A arte de escolher vencer

Segundo o Censo 2010, 45,6 milhões de pessoas se declararam portadoras de deficiência

A história de Cristiane Barbosa França, de Penápolis, é de causar, antes de mais nada, muita reflexão a quem a conhece. Deficiente física desde a infância, mãe de dois filhos, vem sobrevivendo com jogo de cintura às intempéries da vida. Muitos “jogam a toalha” por bem menos.

Vítima de bullying na infância, viu seu filho caçula, que não apresenta qualquer deficiência, ser achacado na escola por causa da sua própria condição física. Talvez, por desconhecimento, muitos vejam os deficientes físicos com ressalvas, como pessoas incapazes de viver a vida. Cristiane, no entanto, deu a volta por cima e mostrou que, mais do que viver a vida, domina a arte de ajudar o próximo a entender e respeitar essa condição. Por meio de seu livro, que ainda aguarda doações para que seja lançado, ela quer mostrar a todos que é possível levar uma vida normal, ainda que se tenha limitações. Aliás, limitações têm todas as pessoas e a vida se resume a tentar vencê-las.

Segundo o Censo 2010, 23,9% da população brasileira, ou seja, 45,6 milhões de pessoas, se declararam portadoras de alguma deficiência. Número alto para que o governo não se preocupe. Foram editadas medidas “protetivas”, como a lei que garante número mínimo de empregados portadores de deficiência em cada empresa, dependendo do tamanho, mas, infelizmente, as ações ainda são tímidas. De que adianta garantir emprego se não há qualificação para estas pessoas? Fato é que sobram vagas para deficientes físicos, enquanto o Brasil amarga o triste número de mais de 12 milhões de desempregados.

A própria Cristiane pode ser usada como exemplo de como vem sobrevivendo essa grande parcela da população: na informalidade e com uma pensão mínima. Como garantir dignidade dessa forma? Estudos mostram que o custo de vida de uma pessoa com deficiência é 40% maior e os empregos, nem sempre, são condizentes com as necessidades dessas pessoas que, geralmente, possuem benefício do INSS.

A lei de inclusão social, criada em 2004, foi um avanço para essa grande parcela da população, mas, por si só, não será capaz de garantir a colocação desta no mercado de trabalho. E, também, não pode ser tratada de forma igual, pois, há casos em que as empresas não conseguem pessoas capacitadas para as vagas que abrem.
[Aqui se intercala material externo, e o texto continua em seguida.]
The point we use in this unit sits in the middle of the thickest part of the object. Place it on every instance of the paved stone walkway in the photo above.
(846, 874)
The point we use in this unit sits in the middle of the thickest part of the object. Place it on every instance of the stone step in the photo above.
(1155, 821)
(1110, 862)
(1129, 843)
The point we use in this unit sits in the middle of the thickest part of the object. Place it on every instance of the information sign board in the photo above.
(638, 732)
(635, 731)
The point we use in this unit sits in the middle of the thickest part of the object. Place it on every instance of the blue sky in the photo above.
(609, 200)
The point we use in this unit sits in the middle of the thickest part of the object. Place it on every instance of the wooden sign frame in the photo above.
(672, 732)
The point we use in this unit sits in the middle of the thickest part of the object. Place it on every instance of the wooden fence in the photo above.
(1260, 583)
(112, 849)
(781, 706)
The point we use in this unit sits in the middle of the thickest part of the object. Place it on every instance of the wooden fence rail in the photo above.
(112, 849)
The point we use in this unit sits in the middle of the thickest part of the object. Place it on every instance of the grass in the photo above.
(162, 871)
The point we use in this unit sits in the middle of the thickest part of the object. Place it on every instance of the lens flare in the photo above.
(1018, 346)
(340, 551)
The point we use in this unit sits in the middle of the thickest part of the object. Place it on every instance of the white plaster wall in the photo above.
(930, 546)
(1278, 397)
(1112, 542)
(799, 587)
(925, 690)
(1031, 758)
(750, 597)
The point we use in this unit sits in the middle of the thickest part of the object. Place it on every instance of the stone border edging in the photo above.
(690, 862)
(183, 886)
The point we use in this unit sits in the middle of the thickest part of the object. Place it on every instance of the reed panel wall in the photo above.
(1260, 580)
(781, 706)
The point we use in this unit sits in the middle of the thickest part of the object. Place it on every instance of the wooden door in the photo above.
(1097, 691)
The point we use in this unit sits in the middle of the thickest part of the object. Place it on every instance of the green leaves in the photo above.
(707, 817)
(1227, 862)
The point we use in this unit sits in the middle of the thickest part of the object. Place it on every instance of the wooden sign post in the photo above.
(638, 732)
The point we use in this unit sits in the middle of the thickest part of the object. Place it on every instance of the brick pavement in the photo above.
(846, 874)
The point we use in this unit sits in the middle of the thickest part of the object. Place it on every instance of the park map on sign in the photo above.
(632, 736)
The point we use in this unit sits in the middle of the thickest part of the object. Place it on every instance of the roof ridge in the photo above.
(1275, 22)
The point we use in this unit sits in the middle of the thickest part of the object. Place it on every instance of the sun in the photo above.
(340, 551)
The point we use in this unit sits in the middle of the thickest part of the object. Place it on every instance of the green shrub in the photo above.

O que deve ser feito é acabar com o preconceito e aumentar a autoestima dos próprios portadores de deficiência que, de uma maneira ou de outra, já sofreram tanta discriminação que acreditam não haver vida na condição em que se encontram, seja ela um deficiência congênita ou que, por alguma fatalidade, foi adquirida ao longo da vida. Existem muitas histórias de superação, exemplos de sucesso e muitas maneiras de provar que a vida continua, desde que haja pessoas dispostas a darem as oportunidades.